U omschreef de Gazastrook onlangs als de grootste openluchtgevangenis ter wereld?

Van Agt: Dat mag je ook weer niet zeggen, maar ik herhaal het: met hoofdletters. Lieve mensen, schrijf toch een vlammend artikel! Wie de rapporten van de Wereldbank leest, van de Joodse Amerikaan James Wolfensohn, is verontwaardigd over de manier waarop Israël Gaza economisch wurgt. Het aantal doden en gewonden door nachtelijke raids is onvoorstelbaar groot. U zult nu zeggen: en die stomme beschietingen vanuit Noord-Gaza op Sderot en Ashkelon dan? Ik kan niet hard genoeg roepen dat de Palestijnen daarmee moeten ophouden. Ze blijven daarmee Israël een quasirechtvaardiging geven om te doen wat het doet.

Om dan nog te zwijgen over de zelfmoordaanslagen.

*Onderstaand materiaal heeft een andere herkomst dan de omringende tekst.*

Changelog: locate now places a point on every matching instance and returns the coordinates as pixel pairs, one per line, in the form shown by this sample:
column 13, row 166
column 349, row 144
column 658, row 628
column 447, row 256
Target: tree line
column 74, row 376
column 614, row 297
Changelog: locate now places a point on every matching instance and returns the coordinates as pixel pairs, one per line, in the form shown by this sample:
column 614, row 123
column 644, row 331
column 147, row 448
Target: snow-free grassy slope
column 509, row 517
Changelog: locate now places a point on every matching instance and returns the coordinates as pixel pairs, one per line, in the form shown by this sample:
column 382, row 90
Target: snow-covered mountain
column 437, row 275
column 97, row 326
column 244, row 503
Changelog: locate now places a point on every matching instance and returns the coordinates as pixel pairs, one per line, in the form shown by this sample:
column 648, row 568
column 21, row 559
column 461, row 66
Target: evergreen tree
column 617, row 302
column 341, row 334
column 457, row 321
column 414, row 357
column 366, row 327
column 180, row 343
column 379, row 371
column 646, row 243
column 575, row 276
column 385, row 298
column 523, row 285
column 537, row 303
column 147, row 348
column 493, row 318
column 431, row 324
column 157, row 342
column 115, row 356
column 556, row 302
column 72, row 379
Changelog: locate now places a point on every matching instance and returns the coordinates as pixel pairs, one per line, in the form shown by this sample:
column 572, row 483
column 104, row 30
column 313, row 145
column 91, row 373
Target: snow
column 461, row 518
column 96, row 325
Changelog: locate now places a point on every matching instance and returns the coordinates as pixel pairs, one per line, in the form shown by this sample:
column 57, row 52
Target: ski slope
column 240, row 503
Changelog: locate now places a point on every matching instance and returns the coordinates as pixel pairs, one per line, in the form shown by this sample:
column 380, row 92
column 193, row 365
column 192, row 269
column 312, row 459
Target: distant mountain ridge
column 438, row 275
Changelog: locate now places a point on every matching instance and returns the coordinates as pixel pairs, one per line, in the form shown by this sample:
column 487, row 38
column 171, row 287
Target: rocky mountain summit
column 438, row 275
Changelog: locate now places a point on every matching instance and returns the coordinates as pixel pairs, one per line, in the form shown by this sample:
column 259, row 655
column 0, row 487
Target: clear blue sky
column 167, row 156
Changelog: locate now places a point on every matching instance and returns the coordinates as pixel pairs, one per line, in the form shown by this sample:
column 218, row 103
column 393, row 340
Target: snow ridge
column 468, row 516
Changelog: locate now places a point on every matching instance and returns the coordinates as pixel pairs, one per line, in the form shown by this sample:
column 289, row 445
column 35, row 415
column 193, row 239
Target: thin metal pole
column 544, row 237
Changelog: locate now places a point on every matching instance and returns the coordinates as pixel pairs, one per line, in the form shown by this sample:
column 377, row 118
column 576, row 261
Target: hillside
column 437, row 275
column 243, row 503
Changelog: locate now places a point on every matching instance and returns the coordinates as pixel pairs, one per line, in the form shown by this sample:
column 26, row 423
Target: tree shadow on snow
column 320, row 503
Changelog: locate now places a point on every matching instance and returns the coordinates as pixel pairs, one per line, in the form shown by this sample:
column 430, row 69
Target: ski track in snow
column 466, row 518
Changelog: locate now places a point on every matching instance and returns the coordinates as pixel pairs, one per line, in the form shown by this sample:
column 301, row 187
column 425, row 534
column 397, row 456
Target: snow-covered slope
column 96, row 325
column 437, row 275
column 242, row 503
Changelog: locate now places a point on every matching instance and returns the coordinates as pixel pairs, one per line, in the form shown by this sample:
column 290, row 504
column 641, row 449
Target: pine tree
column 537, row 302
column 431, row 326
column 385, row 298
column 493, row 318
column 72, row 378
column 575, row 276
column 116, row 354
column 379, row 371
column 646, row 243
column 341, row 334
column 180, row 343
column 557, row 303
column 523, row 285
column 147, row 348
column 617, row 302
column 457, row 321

Van Agt: Die brengen een onmetelijke schade toe aan de bereidheid om naar de Palestijnen te luisteren. Die aanslagen zijn natuurlijk verfoeilijk. Maar weet u dat ze pas begonnen zijn in het begin van de jaren negentig, nadat Israël de Palestijnen al meer dan een kwarteeuw in een ijzeren greep bezet hield? Verbaast het u niet dat ze het 25 jaar níét hebben gedaan? De meeste mensen weten ook niet dat het aantal slachtoffers onder de Palestijnse burgerbevolking drie keer groter is dan aan Israëlische kant. En wanneer zijn die aanslagen begonnen? Na een incident in Hebron, waar een Joodse kolonist 29 in gebed neergebogen moslims in een moskee doodschoot. Dát was de lont in het kruitvat.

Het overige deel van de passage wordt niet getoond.